In a damage-control bid, Nadra Chairman Tariq Malik on Wednesday said that magnetic ink was not used during May 11 general elections in NA-256 and NA-258 constituencies, hence they were unable to verify votes. His comments came a couple of days after revelations were made that a Nadra report exposed massive rigging in NA-256 Karachi.

According to the report, 84,748 votes were cast in the constituency during the May 11 general elections and 11,343 ballot papers contained invalid Computerised National Identity Card (CNIC) numbers which were never issued by the registration authority. There were 5,839 duplicate votes. About 1,950 ballots CNIC numbers did not match with CNIC mentioned on the counterfoils.

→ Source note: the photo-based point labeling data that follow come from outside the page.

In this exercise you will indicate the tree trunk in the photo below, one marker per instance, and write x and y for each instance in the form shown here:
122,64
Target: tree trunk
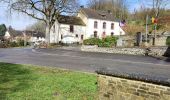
47,33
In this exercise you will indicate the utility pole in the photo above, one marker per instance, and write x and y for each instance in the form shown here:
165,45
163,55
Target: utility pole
146,37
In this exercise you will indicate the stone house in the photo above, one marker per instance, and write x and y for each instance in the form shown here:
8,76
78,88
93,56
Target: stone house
88,23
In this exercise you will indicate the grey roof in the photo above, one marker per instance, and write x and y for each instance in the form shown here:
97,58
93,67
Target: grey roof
72,20
15,33
103,15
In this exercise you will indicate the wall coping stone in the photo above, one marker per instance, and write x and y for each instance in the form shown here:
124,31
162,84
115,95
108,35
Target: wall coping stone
164,81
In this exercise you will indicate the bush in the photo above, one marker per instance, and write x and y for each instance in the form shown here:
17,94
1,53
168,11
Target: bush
13,44
106,42
168,41
109,41
92,41
20,42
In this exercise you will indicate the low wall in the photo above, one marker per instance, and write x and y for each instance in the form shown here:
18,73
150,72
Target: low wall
158,51
130,51
153,51
114,88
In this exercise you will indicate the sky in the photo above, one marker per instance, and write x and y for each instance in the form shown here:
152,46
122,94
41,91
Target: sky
21,21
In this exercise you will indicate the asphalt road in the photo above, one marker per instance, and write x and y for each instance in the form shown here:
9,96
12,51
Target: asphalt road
86,61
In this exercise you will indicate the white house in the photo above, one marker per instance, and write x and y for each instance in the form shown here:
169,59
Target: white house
87,24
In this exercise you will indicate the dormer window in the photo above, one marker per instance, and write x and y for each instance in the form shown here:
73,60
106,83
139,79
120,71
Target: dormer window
95,24
104,25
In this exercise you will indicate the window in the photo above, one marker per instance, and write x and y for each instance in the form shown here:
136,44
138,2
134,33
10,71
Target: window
77,35
112,26
95,24
95,34
71,28
104,25
112,34
61,36
54,28
104,34
120,33
82,37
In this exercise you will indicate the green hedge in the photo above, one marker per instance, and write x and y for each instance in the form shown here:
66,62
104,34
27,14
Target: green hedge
168,41
105,42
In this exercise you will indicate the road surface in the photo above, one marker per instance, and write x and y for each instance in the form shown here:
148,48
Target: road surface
86,61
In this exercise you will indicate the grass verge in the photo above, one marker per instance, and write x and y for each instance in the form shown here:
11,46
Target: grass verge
27,82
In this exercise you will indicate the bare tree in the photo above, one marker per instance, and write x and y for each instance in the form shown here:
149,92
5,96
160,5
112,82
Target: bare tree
117,7
38,26
156,6
44,10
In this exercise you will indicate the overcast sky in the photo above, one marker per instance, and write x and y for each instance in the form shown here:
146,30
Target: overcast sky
20,21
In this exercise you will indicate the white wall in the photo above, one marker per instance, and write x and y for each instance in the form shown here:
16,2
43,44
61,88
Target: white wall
90,28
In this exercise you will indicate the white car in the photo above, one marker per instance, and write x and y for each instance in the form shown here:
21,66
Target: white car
67,39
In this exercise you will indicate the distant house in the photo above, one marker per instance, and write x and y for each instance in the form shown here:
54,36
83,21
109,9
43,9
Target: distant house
87,24
160,38
67,29
33,36
30,36
13,35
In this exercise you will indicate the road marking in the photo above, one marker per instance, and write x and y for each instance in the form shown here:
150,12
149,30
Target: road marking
118,60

The Nadra Chairman appeared along with Election Commission Secretary Ishtiaque Ahmad at a joint press conference on Wednesday. Both urged the media and political parties to wait for the judgments of election petitions by Election Tribunals and do not jump to conclusions.

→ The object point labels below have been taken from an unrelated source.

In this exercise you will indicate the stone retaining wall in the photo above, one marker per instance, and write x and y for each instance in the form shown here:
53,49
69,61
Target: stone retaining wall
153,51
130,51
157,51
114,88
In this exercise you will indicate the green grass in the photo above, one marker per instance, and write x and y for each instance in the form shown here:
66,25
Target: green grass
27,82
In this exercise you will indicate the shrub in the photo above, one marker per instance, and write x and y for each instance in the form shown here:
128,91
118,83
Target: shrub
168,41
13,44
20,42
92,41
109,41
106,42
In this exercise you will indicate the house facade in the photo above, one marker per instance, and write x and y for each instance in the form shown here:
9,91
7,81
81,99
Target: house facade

Malik said no result should be drawn from the Nadra report as the case was still pending in the court. The Nadra chairman said that it was the ECP’s responsibility to procure magnetic ink for the voting process.

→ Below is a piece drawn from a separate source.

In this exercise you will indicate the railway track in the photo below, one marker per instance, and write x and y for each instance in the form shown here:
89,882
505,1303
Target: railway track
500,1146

He said that ink samples provided in December and January were rejected, adding that sample which was sent in September last year was approved. Speaking on the occasion, the ECP secretary said that the system had started working. He said the world had applauded ECP system.

Ishtiaque Ahmed Khan said that the ECP had ordered re-polling in many constituencies. The Secretary Election Commission‚ however‚ said an elite institution, the Pakistan Council of Scientific and Industrial Research (PCSIR), undertook to prepare magnetic ink of the desired properties and supply it for seventy thousand polling stations, and the same ink was provided.

Ishtiaque Ahmad said fourteen Election Tribunals - three each in Sindh‚ KPK and Balochistan and five in Punjab - are hearing about 400 petitions, and the commission would implement the verdict of the tribunals in these cases. He said that retired District and Sessions Judges were appointed as members of these tribunals and these would expeditiously process all the petitions.

He said that for the first time voter lists containing photographs of voters were used and thumb impressions of voters were affixed on the ballot papers for subsequent verification. He said the system has started bearing fruit and hoped that the exercise would ensure more fairness of electoral process in future.

The Nadra Chairman clarified that it had recommended to the Election Commission the use of magnetic ink of special quality to be able to read thumb impressions afterwards. He‚ however‚ said magnetic ink was not used in National Assembly constituencies NA-256 and NA-258.

He said thumb impressions of about fifty-seven thousand ballot papers of NA-256 could not be read by Nadra system, as they were not up to the mark. He said the Nadra would also examine ballots of six other constituencies and it would become clear whether or not magnetic ink was used there.

He said the authority verified ballot papers that contained readable thumb impressions. Both Nadra Chairman and Secretary Election Commission said electronic voting machines would be used for national‚ provincial and local elections after two years. These machines would also have biometric system making it possible to verify thumb impressions of voters at the time of casting of ballots.

The Nadra Chairman said the Authority would be giving a demonstration to the interior minister about prototype of the machine soon. The Election Commission Secretary said legal cover would also be needed for use of electronic voting.